Honoring the German Cultural Heritage at Lutheran Churches

By Lizbeth Johnson and Pastor Karin Liebster

Angel of Joy in Lufkin, Texas recently celebrated with their 8th Annual German Christmas service. Although Pastor Paul Geye gave his homily in English, the service was in German.

Pastor Paul GeyeThe intent was to honor the German heritage of the Lutheran Church. The service included the choir who sang, “Kommet ihr Hirten” and “O Tannenbaum”. The readings and prayers were read by Inge Geye, her sister Marianne, and three other German women.

Attendees came from across east Texas with a connection and love of German heritage.

Many stayed after the service to share their connections and enjoy refreshments. A tradition of the congregation, the Lufkin community has continued to enjoy the service, honoring the German heritage ties of the church’s neighbors.

When German Lutherans immigrated to America, they often settled in areas of Texas that allowed them to keep their traditions and ways of life, despite new soil and surroundings. Areas of Texas like Fredericksburg, Brenham, New Braunfels, and many other settlements have preserved their native country customs. The church was a significant part of their culture and way of life.

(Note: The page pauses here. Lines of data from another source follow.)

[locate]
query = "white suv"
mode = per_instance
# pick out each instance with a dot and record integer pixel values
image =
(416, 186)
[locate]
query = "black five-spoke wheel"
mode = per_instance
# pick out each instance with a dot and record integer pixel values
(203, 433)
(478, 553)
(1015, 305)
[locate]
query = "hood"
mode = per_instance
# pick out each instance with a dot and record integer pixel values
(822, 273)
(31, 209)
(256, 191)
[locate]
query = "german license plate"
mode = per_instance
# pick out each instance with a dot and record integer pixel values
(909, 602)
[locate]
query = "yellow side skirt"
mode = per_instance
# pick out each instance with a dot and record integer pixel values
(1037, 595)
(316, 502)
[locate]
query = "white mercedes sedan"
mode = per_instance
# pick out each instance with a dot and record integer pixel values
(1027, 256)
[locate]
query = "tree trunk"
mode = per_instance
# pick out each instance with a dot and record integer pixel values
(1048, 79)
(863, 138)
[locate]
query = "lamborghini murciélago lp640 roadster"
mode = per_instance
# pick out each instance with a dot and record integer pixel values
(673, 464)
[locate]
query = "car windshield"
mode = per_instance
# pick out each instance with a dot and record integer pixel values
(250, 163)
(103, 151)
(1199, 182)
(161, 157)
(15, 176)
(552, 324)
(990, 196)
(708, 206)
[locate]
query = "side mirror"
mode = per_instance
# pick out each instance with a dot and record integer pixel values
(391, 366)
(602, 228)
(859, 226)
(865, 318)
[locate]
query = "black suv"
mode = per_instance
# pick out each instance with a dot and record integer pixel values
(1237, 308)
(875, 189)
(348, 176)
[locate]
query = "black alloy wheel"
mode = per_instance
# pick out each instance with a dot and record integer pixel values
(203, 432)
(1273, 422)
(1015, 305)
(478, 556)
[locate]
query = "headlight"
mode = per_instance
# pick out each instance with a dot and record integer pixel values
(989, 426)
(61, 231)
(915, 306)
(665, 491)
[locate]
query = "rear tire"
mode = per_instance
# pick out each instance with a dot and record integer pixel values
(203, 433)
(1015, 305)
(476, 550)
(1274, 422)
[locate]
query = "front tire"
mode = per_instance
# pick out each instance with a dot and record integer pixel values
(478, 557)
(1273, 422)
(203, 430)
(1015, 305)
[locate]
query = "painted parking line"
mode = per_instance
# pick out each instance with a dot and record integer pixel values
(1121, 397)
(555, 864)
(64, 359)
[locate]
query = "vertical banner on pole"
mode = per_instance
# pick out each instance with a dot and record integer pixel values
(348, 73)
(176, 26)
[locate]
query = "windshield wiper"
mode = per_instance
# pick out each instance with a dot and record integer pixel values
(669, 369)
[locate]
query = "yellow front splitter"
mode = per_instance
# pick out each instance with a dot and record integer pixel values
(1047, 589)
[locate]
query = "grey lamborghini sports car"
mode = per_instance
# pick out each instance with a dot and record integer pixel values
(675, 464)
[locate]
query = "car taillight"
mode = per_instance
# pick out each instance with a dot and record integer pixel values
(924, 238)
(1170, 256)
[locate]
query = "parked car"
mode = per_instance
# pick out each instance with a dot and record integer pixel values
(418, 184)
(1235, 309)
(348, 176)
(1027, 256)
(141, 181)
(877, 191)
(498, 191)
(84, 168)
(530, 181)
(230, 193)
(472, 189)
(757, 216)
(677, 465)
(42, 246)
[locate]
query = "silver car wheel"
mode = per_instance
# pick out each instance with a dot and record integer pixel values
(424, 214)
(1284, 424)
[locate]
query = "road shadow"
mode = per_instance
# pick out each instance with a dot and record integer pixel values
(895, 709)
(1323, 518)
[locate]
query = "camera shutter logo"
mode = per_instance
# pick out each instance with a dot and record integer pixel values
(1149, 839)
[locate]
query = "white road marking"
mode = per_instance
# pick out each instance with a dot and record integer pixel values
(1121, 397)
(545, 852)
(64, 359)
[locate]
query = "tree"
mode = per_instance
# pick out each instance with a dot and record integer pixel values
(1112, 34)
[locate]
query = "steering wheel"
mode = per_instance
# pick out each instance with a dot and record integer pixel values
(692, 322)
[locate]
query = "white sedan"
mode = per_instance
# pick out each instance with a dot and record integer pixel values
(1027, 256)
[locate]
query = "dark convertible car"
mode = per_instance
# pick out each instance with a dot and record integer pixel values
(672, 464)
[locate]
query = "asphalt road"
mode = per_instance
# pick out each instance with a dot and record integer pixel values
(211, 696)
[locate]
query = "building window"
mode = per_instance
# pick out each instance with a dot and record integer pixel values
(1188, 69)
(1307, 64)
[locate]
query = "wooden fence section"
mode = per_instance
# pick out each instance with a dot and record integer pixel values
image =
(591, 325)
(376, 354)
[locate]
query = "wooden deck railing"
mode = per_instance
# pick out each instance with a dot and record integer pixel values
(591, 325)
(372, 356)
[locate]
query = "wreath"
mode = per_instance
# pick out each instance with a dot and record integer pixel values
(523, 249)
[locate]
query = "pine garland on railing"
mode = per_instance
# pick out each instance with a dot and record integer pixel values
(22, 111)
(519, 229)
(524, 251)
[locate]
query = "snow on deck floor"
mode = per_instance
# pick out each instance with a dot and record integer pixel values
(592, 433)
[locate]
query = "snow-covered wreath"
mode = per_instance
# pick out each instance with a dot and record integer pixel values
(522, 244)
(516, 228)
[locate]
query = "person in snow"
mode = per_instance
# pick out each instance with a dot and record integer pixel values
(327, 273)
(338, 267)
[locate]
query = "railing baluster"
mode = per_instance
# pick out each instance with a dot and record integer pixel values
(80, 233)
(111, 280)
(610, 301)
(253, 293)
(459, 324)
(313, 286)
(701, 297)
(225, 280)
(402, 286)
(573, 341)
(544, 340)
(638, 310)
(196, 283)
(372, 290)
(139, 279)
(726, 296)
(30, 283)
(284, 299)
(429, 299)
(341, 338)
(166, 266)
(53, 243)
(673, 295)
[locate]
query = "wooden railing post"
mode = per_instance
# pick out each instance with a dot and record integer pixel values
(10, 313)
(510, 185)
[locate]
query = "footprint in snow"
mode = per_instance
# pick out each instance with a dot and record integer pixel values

Pastor Paul was stationed in Germany while in the armed forces. He met his wife Inge, and she immigrated to the U.S. when they married. She of course, is fluent in German and is delighted to celebrate her heritage with others. “We are always delighted with the interest of the community in a German worship service,” Inge stated.

In central Houston, Christ the King celebrates the German heritage with services on Easter Sunday and Christmas Eve. Pastor Karin Liebster, who is German herself, indicates, “These special occasions make the worship service all the more unique celebrated in the German language.” Pastor Robert Moore will begin a three-year service this summer in Wittenburg, Germany, as an official representative of the ELCA for the 500th anniversary of the Reformation.

The anniversary of the Reformation celebration is gaining momentum, even almost two years before its arrival. In fact, the planning of the “2017 Reformation Jubilee” has been under way for nearly a decade.